Acute hepatic porphyria (AHP) refers to a family of four genetic conditions causing recurrent attacks of severe abdominal pain and vomiting as well as neurological problems such as anxiety, depression and seizures. The disease is caused by genetic variants that introduce defects in haemoglobin synthesis, which leads to the build-up of toxic molecules called porphyrins in the liver.
'Some patients experience regular, intense pain, have to spend long periods of time in hospital and be unable to continue working or have a normal social life,' explained Professor David Rees, director of the National Acute Porphyria Service (NAPS). 'By using this pioneering 'gene silencing' approach... we now have a better chance to help many of those affected live a more normal life.'
Currently available treatments mitigate symptoms of AHP but are not effective in preventing attacks in the long term and have strong side-effects.
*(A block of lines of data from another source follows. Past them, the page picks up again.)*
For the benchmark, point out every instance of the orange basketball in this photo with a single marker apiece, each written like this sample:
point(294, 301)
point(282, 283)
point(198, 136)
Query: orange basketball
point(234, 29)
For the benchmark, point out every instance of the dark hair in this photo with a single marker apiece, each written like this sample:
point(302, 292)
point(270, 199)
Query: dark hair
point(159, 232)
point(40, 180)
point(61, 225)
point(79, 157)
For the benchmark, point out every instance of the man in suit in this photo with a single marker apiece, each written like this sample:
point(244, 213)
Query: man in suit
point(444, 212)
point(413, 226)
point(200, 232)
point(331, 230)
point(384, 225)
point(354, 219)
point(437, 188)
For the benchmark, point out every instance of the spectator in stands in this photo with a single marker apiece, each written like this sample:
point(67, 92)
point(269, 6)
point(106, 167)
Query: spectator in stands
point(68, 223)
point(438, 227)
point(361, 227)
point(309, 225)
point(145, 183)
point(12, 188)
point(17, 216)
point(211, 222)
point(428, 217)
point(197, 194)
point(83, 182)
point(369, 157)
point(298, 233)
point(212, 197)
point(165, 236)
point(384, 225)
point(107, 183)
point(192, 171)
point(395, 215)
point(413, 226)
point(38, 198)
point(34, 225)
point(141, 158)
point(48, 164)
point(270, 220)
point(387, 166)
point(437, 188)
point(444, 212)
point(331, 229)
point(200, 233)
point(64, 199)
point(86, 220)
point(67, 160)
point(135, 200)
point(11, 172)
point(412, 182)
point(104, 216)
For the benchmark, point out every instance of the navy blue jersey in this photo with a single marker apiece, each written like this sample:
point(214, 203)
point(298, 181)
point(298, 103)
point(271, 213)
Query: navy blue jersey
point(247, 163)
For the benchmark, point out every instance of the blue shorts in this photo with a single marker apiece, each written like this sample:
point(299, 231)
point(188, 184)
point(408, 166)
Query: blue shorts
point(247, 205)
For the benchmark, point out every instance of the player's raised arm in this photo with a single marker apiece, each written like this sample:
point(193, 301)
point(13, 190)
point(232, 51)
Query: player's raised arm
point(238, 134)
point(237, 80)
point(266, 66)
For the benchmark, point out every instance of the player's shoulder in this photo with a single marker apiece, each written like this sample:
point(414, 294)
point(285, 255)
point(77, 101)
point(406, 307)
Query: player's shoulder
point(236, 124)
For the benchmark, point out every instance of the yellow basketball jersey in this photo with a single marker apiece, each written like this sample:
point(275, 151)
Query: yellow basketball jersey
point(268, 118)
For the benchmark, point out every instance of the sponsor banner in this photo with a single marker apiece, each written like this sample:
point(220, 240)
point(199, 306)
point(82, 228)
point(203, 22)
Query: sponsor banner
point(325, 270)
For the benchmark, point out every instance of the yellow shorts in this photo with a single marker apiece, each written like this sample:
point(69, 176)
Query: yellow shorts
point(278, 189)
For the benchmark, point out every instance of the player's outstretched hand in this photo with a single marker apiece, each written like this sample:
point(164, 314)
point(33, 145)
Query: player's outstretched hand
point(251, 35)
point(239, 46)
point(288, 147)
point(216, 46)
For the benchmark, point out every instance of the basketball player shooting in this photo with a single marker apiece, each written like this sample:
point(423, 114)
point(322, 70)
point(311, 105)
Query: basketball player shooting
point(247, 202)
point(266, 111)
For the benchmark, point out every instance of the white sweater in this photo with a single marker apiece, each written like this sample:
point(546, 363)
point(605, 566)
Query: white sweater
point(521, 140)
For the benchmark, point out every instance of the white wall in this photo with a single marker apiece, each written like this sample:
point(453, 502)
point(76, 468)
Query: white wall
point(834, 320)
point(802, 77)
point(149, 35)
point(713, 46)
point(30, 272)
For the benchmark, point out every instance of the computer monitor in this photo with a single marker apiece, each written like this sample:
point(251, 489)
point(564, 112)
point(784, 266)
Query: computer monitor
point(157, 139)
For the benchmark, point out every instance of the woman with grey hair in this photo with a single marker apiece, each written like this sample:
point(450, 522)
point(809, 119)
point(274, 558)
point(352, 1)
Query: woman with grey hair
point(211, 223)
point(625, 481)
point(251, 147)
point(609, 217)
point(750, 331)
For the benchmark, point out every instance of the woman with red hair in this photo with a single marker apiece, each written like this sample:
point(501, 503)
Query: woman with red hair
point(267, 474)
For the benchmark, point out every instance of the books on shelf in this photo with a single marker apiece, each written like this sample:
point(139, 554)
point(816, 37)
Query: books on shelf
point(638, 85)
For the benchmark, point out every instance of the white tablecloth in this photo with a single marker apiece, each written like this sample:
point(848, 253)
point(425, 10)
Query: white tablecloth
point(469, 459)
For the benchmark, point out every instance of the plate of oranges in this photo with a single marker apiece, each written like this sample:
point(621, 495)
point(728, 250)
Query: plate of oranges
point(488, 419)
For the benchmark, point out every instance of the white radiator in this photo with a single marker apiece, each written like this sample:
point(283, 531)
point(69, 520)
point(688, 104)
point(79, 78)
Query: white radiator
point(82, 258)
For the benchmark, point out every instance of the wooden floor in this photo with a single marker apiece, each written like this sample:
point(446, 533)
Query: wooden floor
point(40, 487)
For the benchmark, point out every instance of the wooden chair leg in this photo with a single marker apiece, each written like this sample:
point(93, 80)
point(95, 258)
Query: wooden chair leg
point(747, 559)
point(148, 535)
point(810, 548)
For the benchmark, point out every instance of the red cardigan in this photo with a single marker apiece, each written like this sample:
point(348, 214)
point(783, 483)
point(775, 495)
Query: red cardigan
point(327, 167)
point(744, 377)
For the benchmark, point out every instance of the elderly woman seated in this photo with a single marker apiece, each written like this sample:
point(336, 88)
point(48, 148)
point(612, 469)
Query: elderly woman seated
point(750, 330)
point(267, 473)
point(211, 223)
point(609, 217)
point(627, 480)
An ongoing clinical trial has shown that the new drug givosiran can prevent up to 74 percent of attacks by suppressing the activity of ALA synthase-1 – an enzyme that is overactive in AHP and contributes to the toxic accumulation of porphyrins.
Unlike some other forms of gene therapy, gene-silencing does not change patients' DNA. Rather, it uses an RNA interference (RNAi) approach to control the activity level of the ALAS1 gene by intercepting the messenger RNA copied from the gene. This prevents cells from using the RNA as a template to make the enzyme. To maintain a target gene 'silent', treatments need to be ongoing. Givosiran, for example, is administered as a monthly injection to suppress ALAS1.
Givosiran, which was approved last year by the European Medicines Agency, is recommended by NICE for the most severe AHP cases, where attacks occur four or more times a year. The approval has been welcomed by NAPS and the British Porphyria Association.
'I suffered a progressive deterioration in health with each attack: increased weakness, more pain, more fatigue' said Sue Burrell, who took part in the clinical trial. 'Givosiran has been completely life-changing. I am able to contribute to family life, to my life, to think of the future.'
In the UK, gene silencing has already been used to treat amyloidosis, another rare genetic disorder (see BioNews 1006), as well as to reduce cholesterol levels (see BioNews 1111). Because it tackles diseases at their root cause with high specificity, this therapeutic approach opens a door to the personalised treatment of many other genetic conditions.